The companies agreed to pay the fine and to correct claims-processing procedures in a consent order reached with DFS, the New York State Department of Financial Services (DFS) said in a news release issued Tuesday.
Both MVP companies have agreed to make restitution, including interest, totaling about $9,000 to 356 of its members, DFS added.
MVP Health Plan is a nonprofit health-maintenance organization; MVP Health Insurance is a for-profit insurer that sells small-group policies and policies to individuals.
The two companies insure about 100,000 members in New York’s individual and small-group markets.
About the violations
The violations, which occurred between 2011 and 2013, were uncovered in a DFS examination of the insurers.
It found that some members’ claims were “improperly” denied by the insurers.

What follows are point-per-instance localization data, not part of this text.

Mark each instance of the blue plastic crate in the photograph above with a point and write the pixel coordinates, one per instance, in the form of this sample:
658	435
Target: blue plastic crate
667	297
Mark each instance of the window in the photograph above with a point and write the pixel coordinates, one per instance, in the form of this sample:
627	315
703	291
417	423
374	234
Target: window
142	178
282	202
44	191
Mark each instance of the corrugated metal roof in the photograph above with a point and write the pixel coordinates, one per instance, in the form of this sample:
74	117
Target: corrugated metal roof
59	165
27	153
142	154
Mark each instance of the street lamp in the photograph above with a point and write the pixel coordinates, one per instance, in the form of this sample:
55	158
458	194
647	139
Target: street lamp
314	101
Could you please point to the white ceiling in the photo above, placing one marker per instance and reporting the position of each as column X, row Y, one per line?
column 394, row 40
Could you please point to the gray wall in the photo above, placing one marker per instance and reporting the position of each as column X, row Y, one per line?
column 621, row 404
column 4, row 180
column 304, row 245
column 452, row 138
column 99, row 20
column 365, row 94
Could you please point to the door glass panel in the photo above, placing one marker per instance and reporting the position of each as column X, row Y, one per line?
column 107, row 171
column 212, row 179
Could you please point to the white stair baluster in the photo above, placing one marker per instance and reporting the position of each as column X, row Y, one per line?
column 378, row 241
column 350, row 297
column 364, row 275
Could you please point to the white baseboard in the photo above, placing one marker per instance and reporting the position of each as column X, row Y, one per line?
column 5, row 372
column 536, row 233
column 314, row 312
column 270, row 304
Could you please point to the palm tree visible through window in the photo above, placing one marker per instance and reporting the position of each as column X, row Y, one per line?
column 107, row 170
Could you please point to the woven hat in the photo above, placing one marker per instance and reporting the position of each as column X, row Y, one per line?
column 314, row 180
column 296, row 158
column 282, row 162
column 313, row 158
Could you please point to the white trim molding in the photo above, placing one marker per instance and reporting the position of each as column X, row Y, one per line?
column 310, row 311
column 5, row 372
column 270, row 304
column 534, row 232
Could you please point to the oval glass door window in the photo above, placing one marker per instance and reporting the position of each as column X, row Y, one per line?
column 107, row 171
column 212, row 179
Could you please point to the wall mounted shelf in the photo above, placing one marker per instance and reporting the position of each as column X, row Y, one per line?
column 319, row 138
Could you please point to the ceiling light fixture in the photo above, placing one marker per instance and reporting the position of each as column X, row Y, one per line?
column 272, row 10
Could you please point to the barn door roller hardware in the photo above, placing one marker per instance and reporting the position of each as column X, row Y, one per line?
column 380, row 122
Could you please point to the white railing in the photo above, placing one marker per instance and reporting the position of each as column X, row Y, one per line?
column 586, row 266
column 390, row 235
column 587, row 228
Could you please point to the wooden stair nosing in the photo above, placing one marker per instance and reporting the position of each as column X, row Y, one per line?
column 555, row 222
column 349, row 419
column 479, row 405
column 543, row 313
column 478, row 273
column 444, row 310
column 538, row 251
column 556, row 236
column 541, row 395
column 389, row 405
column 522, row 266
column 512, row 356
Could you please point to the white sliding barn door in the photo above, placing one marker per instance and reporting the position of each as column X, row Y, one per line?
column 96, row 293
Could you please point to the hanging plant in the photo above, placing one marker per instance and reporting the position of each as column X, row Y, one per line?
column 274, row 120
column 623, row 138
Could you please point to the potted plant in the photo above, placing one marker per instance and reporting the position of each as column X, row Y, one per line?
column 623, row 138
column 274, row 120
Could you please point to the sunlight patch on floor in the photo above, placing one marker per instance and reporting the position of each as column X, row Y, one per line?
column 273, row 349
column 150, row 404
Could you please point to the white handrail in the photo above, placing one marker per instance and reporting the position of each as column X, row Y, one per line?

In other cases, members were “erroneously” charged cost-sharing expenses, such as improper co-payments or deductible charges.
The violations involved instances of “improperly” processing claims involving more than a dozen kinds of health-care screening or preventive services.
These included screening for breast, cervical and colorectal cancer, depression, hearing loss, and obesity in children and adults.
In addition to the restitution and the fine, the consent order directs the companies to update their claims-processing system; provide training for claims examiners; and explain to providers how to handle “certain mandated services” under the federal Affordable Care Act and New York law.
The DFS consent order requires the companies to provide DFS with documentation to verify that they have complied with the terms of the order.
“Health-insurance companies must provide necessary preventive services without co-pays and deductibles as the law requires,” Maria Vullo, financial-services superintendent, said in the release. “DFS will continue to hold companies accountable if they do not process all claims accurately, in a timely manner and to the letter of the law. DFS appreciates MVP’s cooperation in recognizing the importance of making sure its claims examiners and systems process claims correctly for all of its members.”
In reaction, Schenectady–based MVP issued the following statement.
“The DFS fine related to MVP inappropriately applying a cost share to certain preventive service claims during [the time period] 2011 [to] 2013. Although the cost share at issue totaled less than $10,000 and related to less than 1 percent of preventive-service claims, DFS imposed a $200,000 fine. We have addressed the operational issues that caused the error and all affected members were reimbursed for their co-pays, with interest,” said Ted Herman, VP, communications & public relations at MVP Health Care.